Genvoice.id | 26 Jul 2025

JAKARTA, GENVOICE.ID - Meta Platforms (META.O), perusahaan teknologi raksasa milik Mark Zuckerberg, resmi merekrut Shengjia Zhao, salah satu pencipta ChatGPT dan GPT-4, sebagai Chief Scientist untuk laboratorium AI terbarunya: Superintelligence Lab.

Dalam unggahan di Threads, Zuckerberg menyebut bahwa Zhao akan memimpin arah penelitian dan visi ilmiah laboratorium tersebut, bekerja langsung dengannya dan Alexandr Wang, Chief AI Officer Meta yang juga direkrut dari startup AI terkemuka, Scale AI.

"Dalam peran ini, Shengjia akan menetapkan agenda penelitian dan arah ilmiah lab baru kami, bekerja langsung dengan saya dan Alex," tulis Zuckerberg.
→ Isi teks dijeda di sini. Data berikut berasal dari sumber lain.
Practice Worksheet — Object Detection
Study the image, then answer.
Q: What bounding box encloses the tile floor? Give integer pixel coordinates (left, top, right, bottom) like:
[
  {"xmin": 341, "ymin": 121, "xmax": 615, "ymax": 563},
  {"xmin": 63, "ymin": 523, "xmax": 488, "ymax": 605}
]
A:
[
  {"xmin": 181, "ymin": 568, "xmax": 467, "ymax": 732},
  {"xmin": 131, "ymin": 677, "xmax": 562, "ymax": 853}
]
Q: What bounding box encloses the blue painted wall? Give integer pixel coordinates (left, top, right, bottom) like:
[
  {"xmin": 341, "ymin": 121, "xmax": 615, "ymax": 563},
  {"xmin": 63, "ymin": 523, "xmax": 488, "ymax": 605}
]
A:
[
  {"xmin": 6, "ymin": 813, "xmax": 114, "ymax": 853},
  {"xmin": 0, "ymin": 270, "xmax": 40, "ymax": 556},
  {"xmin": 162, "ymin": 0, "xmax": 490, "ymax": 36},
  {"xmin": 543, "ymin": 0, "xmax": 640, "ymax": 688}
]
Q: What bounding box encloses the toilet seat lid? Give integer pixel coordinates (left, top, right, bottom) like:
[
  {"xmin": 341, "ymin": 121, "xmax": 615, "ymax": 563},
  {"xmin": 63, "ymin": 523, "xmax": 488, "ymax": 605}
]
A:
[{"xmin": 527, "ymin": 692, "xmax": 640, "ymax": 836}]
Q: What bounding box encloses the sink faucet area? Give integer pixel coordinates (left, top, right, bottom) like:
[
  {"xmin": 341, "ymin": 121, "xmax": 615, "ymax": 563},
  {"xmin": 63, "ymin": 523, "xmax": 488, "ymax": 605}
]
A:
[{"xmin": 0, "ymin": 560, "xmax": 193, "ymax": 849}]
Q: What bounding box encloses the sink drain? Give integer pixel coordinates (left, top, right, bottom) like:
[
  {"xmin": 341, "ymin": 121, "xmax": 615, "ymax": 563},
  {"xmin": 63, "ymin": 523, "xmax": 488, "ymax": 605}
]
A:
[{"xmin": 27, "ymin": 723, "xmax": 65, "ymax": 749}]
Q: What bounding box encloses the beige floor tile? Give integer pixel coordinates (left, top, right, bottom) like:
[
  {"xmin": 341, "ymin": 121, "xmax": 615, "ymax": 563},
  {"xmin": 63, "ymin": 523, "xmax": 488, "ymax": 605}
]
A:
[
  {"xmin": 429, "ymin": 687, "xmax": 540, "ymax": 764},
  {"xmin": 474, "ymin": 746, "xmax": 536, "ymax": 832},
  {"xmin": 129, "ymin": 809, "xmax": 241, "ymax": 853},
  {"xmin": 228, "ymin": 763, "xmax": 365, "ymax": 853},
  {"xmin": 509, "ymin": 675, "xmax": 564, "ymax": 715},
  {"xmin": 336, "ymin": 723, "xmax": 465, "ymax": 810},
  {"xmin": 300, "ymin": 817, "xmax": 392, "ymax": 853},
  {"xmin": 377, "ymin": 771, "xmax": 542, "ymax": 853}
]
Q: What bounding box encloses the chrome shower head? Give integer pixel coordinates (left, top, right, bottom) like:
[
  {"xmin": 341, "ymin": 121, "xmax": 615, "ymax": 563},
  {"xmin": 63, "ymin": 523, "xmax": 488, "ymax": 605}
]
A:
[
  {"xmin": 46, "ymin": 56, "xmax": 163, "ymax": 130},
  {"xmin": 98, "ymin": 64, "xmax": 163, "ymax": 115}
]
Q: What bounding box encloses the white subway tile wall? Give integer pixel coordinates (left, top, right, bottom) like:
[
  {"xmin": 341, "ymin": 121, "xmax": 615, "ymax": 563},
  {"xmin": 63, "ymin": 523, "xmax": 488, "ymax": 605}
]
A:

Zhao adalah mantan peneliti di OpenAI yang berperan penting dalam pengembangan ChatGPT, GPT-4, serta model mini seperti GPT-4.1 dan o3. Kehadirannya di Meta menambah daftar ilmuwan top yang baru-baru ini meninggalkan OpenAI, menandakan eskalasi dalam perang bakat di bidang AI canggih. Meta belum lama ini meluncurkan Superintelligence Lab, yang dibentuk untuk mempercepat pengembangan model AI Llama dan ambisi jangka panjang mereka membangun Artificial General Intelligence (AGI), AI dengan kecerdasan setara manusia.

Shengjia Zhao disebut sebagai salah satu pendiri lab ini, yang beroperasi secara terpisah dari FAIR (Facebook AI Research), divisi riset AI lama Meta yang dipimpin oleh tokoh AI legendaris Yann LeCun. Langkah agresif Meta ini muncul setelah performa model Llama 4 yang dianggap kurang memuaskan dibanding GPT-4 milik OpenAI. Kini, Meta menyusun ulang strategi dengan merekrut para jenius di balik model AI tercanggih dunia dan menawarkan gaji besar serta kerja sama eksklusif dengan startup AI lainnya.

Zuckerberg menegaskan bahwa Meta berkomitmen untuk membangun kecerdasan umum penuh (AGI) dan membagikan hasilnya sebagai open source, sebuah pendekatan yang menuai pujian sekaligus kekhawatiran dari berbagai kalangan dalam komunitas AI.